Holiday bakers, start your ovens. Your friends are counting on at least a little bag of homemade love, of course they’re really hoping for a giant tin stuffed with your famous shortbread. In my world, nothing feels better than making something the people I love…will love.

But what to make for the gluten-intolerant? The celiac-afflicted certainly get a raw deal all year round, but  it must be really tough at Christmas Cookie Time. My solution of late is candy. Specifically, salted caramels that taste like a grown-up childhood memory. Buttery, toasty, sweet, and a bit salty. Try one with a belt of your best Scotch and see if you don’t feel sorry for your 7-year-old self, making do with those Brach’s caramels from the A&P.
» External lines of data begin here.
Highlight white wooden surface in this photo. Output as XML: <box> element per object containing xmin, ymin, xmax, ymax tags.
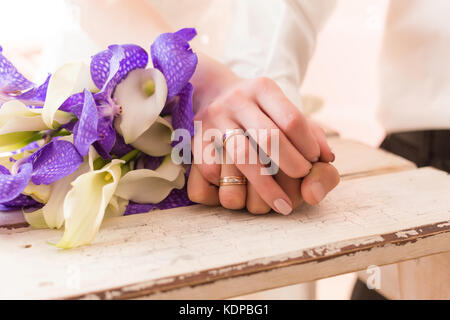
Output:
<box><xmin>0</xmin><ymin>168</ymin><xmax>450</xmax><ymax>298</ymax></box>
<box><xmin>328</xmin><ymin>138</ymin><xmax>416</xmax><ymax>179</ymax></box>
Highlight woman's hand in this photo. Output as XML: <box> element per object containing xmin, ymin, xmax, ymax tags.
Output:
<box><xmin>188</xmin><ymin>162</ymin><xmax>339</xmax><ymax>214</ymax></box>
<box><xmin>190</xmin><ymin>55</ymin><xmax>335</xmax><ymax>214</ymax></box>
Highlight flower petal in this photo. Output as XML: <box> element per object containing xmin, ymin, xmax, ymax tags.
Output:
<box><xmin>131</xmin><ymin>117</ymin><xmax>173</xmax><ymax>157</ymax></box>
<box><xmin>151</xmin><ymin>29</ymin><xmax>198</xmax><ymax>100</ymax></box>
<box><xmin>28</xmin><ymin>140</ymin><xmax>83</xmax><ymax>185</ymax></box>
<box><xmin>57</xmin><ymin>160</ymin><xmax>123</xmax><ymax>249</ymax></box>
<box><xmin>125</xmin><ymin>186</ymin><xmax>194</xmax><ymax>215</ymax></box>
<box><xmin>73</xmin><ymin>90</ymin><xmax>98</xmax><ymax>156</ymax></box>
<box><xmin>0</xmin><ymin>163</ymin><xmax>32</xmax><ymax>203</ymax></box>
<box><xmin>0</xmin><ymin>47</ymin><xmax>34</xmax><ymax>93</ymax></box>
<box><xmin>42</xmin><ymin>61</ymin><xmax>94</xmax><ymax>128</ymax></box>
<box><xmin>91</xmin><ymin>44</ymin><xmax>148</xmax><ymax>98</ymax></box>
<box><xmin>0</xmin><ymin>131</ymin><xmax>42</xmax><ymax>154</ymax></box>
<box><xmin>42</xmin><ymin>162</ymin><xmax>90</xmax><ymax>229</ymax></box>
<box><xmin>111</xmin><ymin>132</ymin><xmax>135</xmax><ymax>158</ymax></box>
<box><xmin>116</xmin><ymin>156</ymin><xmax>185</xmax><ymax>203</ymax></box>
<box><xmin>114</xmin><ymin>69</ymin><xmax>167</xmax><ymax>144</ymax></box>
<box><xmin>22</xmin><ymin>182</ymin><xmax>52</xmax><ymax>203</ymax></box>
<box><xmin>2</xmin><ymin>194</ymin><xmax>42</xmax><ymax>209</ymax></box>
<box><xmin>93</xmin><ymin>117</ymin><xmax>116</xmax><ymax>159</ymax></box>
<box><xmin>172</xmin><ymin>83</ymin><xmax>194</xmax><ymax>136</ymax></box>
<box><xmin>105</xmin><ymin>196</ymin><xmax>130</xmax><ymax>217</ymax></box>
<box><xmin>0</xmin><ymin>100</ymin><xmax>72</xmax><ymax>135</ymax></box>
<box><xmin>23</xmin><ymin>209</ymin><xmax>48</xmax><ymax>229</ymax></box>
<box><xmin>15</xmin><ymin>75</ymin><xmax>51</xmax><ymax>105</ymax></box>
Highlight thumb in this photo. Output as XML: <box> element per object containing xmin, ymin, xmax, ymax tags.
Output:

Candy-making scares people, but really it’s just a matter of precise temperature monitoring and showing proper respect to sugar’s ability to impart the worst burns of your life. Here’s a silly but informative site about sugar and candy. One piece of specialized equipment is crucial, however: you must have a candy thermometer to make candy. Spend the 10 bucks, store it in a place where the bulb won’t get crushed, and make these delicious caramels for your loved ones.

Salted Caramels

4 T. butter

1 1/2 c. heavy cream

2 c. sugar

1 t. sea salt

1/2 c. corn syrup

1 1/2 t. vanilla extract

+ more sea salt for sprinkling

Generously butter a 9-inch glass baking dish. In a deep, heavy saucepan, combine all ingredients except for the vanilla. Clip your candy thermometer to the side of the pan. Cook over medium heat and stir slowly with a wooden spoon. Cook to 245F to 248F (the firm-ball stage). No lower, no higher! Remove pan from heat and stir in vanilla. Pour into prepared pan and cool to room temperature. This is where your silicone oven-mitt comes in handy, too, as any stray caramel drips will wash off easily. When cooled, remove the whole slab from the pan (you may need to cut out a tiny corner piece to achieve this: cook’s bonus) and sprinkle with sea salt. Put the slab on waxed paper and refrigerate until firm enough to cut, about 15 minutes. Using a large, heavy chef’s knife, cut the caramels into 1-inch squares. If the slab is too hard to cut, let it sit out to soften. If it’s too soft, chill it a little longer. Wrap into pieces of waxed paper and store the wrapped candy in a ziplock bag in the fridge. Distribute to the truly worthy.